Embora apoiadores da causa animal tenham criticado o leilão, especialistas defendem que a venda de alguns animais domésticos feita por zoológicos é adequada para controle populacional, evitando uma série de riscos, como disputa por território e propagação de doenças.
Como cisnes-negros, pavões, jegues e pôneis são consideradas espécies domésticas pelo Ibama, e não silvestres, não há restrições legais para sua comercialização. Embora seja o primeiro leilão feito pelo Zoológico de Sapucaia do Sul, fundado em 1962, não é a primeira vez que o órgão vende cisnes-negros, algo que aconteceu em outros momentos durante a gestão da Fundação Zoobotânica, extinta em 2018. Desde então, o espaço é de responsabilidade da Secretaria Estadual do Meio Ambiente e Infraestrutura (Sema).
O motivo para o leilão, segundo anúncio da Sema e da equipe técnica do zoológico, é evitar a superpopulação de animais e garantir bem-estar aos que ficam. Contudo, a Agência de Notícias de Direitos Animais (Anda) viu no pregão uma forma de lucrar com os bichos. "O leilão acende um alerta sobre como os animais aprisionados em zoológico são tratados. A decisão reforça a objetificação dos animais, dando a entender que eles são mercadorias e não seres sencientes com direitos próprios", diz texto do veículo publicado em 26 de dezembro de 2024.
Verba com destino indefinido
Serão leiloados 75 pares de cisnes-negros, no valor de R$ 2.957 cada dupla; 20 pavões, a R$ 331,21 cada; sete jegues, a R$ 1.008,33 cada; e dois pôneis, a R$ 2.790,97 cada. Segundo a Sema, o total arrecadado, estimado em R$ 240 mil, será destinado ao Fundo Estadual do Meio Ambiente (Fema). "O Conselho Gestor do Fema será responsável por definir a aplicação dos valores, que ainda não possuem uma destinação imediata definida", acrescentou a entidade em nota encaminhada à reportagem.
Professor e vice-diretor da Faculdade de Veterinária da Universidade Federal do Rio Grande do Sul (UFRGS), além de coordenador do Preservas – Núcleo de Conservação e Reabilitação de Animais Silvestres, Marcelo Alievi não vê problemas no leilão de animais domésticos feito pelo Zoológico de Sapucaia. Inclusive, diz que é uma prática comum feita por zoológicos em geral.

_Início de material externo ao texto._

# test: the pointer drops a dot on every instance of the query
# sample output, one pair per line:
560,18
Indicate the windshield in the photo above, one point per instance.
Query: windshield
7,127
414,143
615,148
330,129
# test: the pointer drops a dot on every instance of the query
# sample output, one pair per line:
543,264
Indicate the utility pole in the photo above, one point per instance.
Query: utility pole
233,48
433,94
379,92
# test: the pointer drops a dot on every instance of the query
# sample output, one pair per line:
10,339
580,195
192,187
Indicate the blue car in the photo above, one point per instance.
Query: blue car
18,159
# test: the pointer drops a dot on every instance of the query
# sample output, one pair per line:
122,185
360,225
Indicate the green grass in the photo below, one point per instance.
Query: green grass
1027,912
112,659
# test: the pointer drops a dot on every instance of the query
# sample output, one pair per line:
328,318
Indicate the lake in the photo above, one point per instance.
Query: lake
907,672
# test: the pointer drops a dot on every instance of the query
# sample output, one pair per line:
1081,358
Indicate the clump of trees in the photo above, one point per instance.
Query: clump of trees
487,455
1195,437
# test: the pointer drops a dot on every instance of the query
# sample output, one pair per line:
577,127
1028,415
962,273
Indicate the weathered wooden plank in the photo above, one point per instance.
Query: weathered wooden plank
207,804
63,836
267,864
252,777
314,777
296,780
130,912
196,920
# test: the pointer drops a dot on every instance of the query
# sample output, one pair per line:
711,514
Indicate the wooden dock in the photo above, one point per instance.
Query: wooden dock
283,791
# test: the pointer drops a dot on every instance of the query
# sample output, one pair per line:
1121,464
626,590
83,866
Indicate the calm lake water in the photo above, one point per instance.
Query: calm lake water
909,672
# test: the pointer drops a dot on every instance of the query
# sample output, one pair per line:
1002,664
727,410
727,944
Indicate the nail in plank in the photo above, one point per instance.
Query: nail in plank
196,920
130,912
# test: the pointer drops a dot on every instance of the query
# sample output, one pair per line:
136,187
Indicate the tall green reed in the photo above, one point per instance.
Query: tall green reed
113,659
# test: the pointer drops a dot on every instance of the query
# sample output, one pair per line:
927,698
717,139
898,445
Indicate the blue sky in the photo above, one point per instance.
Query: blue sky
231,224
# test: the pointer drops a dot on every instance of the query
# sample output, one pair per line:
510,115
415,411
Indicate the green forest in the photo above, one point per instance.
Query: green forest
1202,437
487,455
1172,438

— Essas quatro espécies que estão em leilão têm certa facilidade na venda porque não há limitações formais. São animais domésticos, e sendo domésticos, podem ser comercializados de forma regular.
Alievi explica que, no caso dos cisnes-negros, presentes em maior quantidade no pregão, a concentração dessas espécies em um mesmo ambiente pode criar desequilíbrio.
— Uma grande quantidade de cisnes no mesmo lugar gera um ambiente de competição, de restrição do espaço físico, com os animais sujeitos à doença. A redução dos cisnes será benéfica para os que vão ficar — afirma.
A explicação para que os cisnes-negros sejam leiloados em lotes de dois é porque são animais de grupo, que geralmente formam casais. Justamente por causa disso sua reprodução é intensa. No Zoológico de Sapucaia do Sul, são gerados em torno de 80 novos filhotes por ano.
Separá-los como medida alternativa de controle populacional, em substituição à venda, afetaria o bem-estar dos bichos, considera a veterinária Mariane Feser, que ajudou a montar o GramadoZoo, em 2011, especialista em Manejo de Fauna Silvestre Amazônica e tem doutorado em Veterinária pela Universidad de Murcia.
— O que é melhor: deixar os cisnes-negros se reproduzirem, e depois vender os novos integrantes, ou, para que eles não se reproduzam, simplesmente tirar os ovos do ninho? É muito melhor para um casal de cisnes deixar que eles se reproduzam e tenham ovos — afirma a profissional.
Outra crítica feita pela Anda é que não há garantias de que esses animais, ao deixarem o zoológico, receberão cuidados adequados. Elaborado pela Central de Licitações do Estado (Celic), o edital do leilão não prevê exigências quanto aos locais para onde os bichos vão, nem prevê fiscalização posterior ao pregão. Na prática, isso permite que um cisne-negro ou um pônei possa ser adquirido e levado para qualquer tipo de ambiente.
Orientações e denúncias
No Zoológico de Sapucaia do Sul, uma área de 780 hectares situada às margens da BR-116, na Região Metropolitana, há três lagos para as quatro espécies de cisnes, incluindo os cisnes-negros, e gramados para jegues e pôneis pastarem e correrem. Os pavões andam livremente, inclusive entre os visitantes; sobem nos galhos das árvores e visitam os viveiros de rinocerontes. Todos são alimentados periodicamente pelos tratadores.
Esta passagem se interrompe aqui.